To say much more about Annihilation’s story would rob viewers of a completely immersive and fascinating experience. The story’s original concept, developed by author VanderMeer, and the way director Alex Garland has structured the narrative provides one of the more challenging and engaging cinematic experiences I’ve had in a long time. Garland employs some non-linear storytelling with Lena’s interrogation after apparently escaping the “Shimmer’ book-ending the film. This story choice has the effect of setting stakes for some of the film’s characters as it appears that not everyone from the expedition survives. Flashbacks are used sparingly, introducing us to Lena and her relationship with her husband, giving more context to the character and her decisions – her character is relatable and fully realized in no small part due to Portman’s excellent performance.

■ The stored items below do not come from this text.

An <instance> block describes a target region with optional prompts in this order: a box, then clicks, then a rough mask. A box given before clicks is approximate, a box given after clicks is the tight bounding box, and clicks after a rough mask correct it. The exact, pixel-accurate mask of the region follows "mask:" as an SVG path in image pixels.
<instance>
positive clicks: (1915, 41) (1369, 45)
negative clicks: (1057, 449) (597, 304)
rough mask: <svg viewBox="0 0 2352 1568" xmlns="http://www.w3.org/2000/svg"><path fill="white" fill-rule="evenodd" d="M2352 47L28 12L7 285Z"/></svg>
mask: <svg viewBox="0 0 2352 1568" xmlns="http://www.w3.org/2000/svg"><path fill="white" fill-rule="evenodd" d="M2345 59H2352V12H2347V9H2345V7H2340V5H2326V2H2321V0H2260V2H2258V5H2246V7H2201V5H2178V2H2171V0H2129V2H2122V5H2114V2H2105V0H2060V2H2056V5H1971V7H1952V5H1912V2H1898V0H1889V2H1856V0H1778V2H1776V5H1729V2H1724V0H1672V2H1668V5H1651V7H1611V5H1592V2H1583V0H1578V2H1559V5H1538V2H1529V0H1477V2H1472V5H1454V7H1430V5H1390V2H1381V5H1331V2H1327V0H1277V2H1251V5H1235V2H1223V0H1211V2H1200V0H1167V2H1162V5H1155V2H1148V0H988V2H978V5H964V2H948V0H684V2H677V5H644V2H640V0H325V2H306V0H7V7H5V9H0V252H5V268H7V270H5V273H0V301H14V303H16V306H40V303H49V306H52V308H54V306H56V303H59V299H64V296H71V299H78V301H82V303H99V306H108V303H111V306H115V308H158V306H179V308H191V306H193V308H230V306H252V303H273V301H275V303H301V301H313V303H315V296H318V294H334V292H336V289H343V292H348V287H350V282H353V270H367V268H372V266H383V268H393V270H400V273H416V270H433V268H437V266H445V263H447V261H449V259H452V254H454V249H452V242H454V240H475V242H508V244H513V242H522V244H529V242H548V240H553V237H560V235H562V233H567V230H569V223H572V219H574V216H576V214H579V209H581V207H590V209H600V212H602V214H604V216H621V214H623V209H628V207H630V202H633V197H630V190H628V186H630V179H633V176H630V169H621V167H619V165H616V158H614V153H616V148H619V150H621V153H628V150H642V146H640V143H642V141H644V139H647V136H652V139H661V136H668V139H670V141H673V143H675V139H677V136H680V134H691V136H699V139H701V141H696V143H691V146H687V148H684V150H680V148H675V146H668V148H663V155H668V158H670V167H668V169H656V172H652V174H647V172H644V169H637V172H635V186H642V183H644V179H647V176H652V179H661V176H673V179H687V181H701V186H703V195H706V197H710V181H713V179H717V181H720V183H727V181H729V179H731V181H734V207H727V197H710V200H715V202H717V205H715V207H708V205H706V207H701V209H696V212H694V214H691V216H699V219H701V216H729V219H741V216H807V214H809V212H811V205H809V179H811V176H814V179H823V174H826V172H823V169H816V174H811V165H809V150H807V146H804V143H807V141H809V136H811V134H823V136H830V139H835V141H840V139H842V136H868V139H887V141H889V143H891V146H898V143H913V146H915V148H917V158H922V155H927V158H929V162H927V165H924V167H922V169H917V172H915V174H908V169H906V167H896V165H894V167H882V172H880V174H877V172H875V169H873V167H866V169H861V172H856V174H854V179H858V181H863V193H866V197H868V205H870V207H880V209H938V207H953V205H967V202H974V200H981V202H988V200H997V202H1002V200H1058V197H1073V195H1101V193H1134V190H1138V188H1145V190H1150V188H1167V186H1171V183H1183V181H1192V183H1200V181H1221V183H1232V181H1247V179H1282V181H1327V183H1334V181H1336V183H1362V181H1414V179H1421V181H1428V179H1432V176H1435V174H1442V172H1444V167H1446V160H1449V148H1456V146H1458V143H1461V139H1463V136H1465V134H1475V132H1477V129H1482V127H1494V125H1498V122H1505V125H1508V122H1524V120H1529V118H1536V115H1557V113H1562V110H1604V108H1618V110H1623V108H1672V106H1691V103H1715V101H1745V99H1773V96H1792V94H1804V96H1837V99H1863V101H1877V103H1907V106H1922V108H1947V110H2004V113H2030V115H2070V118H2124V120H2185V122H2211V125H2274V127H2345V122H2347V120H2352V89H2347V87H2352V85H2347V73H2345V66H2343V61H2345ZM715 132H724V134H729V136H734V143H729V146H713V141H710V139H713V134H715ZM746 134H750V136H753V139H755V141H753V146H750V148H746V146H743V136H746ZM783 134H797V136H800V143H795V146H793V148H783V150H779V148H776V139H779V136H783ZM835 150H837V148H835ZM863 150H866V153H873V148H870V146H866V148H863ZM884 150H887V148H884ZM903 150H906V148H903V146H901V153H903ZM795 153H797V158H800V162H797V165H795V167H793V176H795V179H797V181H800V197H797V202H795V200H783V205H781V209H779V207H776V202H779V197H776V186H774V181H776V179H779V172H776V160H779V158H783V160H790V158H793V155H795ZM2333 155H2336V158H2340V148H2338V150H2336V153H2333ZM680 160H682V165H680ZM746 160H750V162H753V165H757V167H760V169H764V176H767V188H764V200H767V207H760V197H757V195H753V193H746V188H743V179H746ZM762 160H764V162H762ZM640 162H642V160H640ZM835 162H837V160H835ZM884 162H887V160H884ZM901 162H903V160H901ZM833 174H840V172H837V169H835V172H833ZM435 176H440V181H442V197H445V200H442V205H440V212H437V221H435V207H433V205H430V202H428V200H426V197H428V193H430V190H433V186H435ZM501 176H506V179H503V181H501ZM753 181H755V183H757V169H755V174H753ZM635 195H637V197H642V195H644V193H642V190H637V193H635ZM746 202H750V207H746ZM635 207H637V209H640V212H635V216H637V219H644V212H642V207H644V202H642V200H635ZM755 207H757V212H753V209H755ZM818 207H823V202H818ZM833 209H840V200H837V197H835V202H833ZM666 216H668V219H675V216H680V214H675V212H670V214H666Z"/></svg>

Like his debut film, Ex Machina, Garland approaches the material in Annihilation very methodically using deliberate pacing. This is a cerebral film that does not pander to audiences with expository dialogue or unnecessary quick edits; Annihilation requires patience. Audiences that are able to adjust to the slower pacing and challenging story will be rewarded as Garland’s approach makes suspenseful sequences so much more effective. There are several scenes where the violence shatters moments of quiet with little, making them all the more shocking. One scene in particular generates an incredible amount of suspense with Garland’s use of editing, shadows, and sound. Yet much of the film’s suspense is also not generated by moments of action or violence but rather the discoveries of the characters as they piece together the mystery of the ‘Shimmer’.
In all other aspects Annihilation is a first-rate cinematic experience that reminded me of other classic science-fiction films like Blade Runner and 2001: A Space Odyssey. All the other lead actresses in the film are given a chance to shine, turning in fantastic performances. It’s refreshing to see a science-fiction entry anchored by a cast of female performers; Jennifer Jason Leigh’s performance will hopefully lead to a much-deserved career resurgence. While his role is small, Oscar Isaac continues to remind film-goers why he has a bright future. Annihilation’s climax is a trippy and thought-provoking experience that will have viewers puzzling over its meaning long after the credits have finished rolling.
Annihilation’s complex narrative and thoughtful approach may not be for all audiences. Nonetheless, I found it to be a thoroughly engaging cinematic experience that marks another win for the science fiction genre that has seen several stellar outings in the last few years with The Arrival, Blade Runner 2049, and The Planet of the Apes trilogy. Alex Garland continues to set himself apart as a filmmaker of the future with his second directorial effort.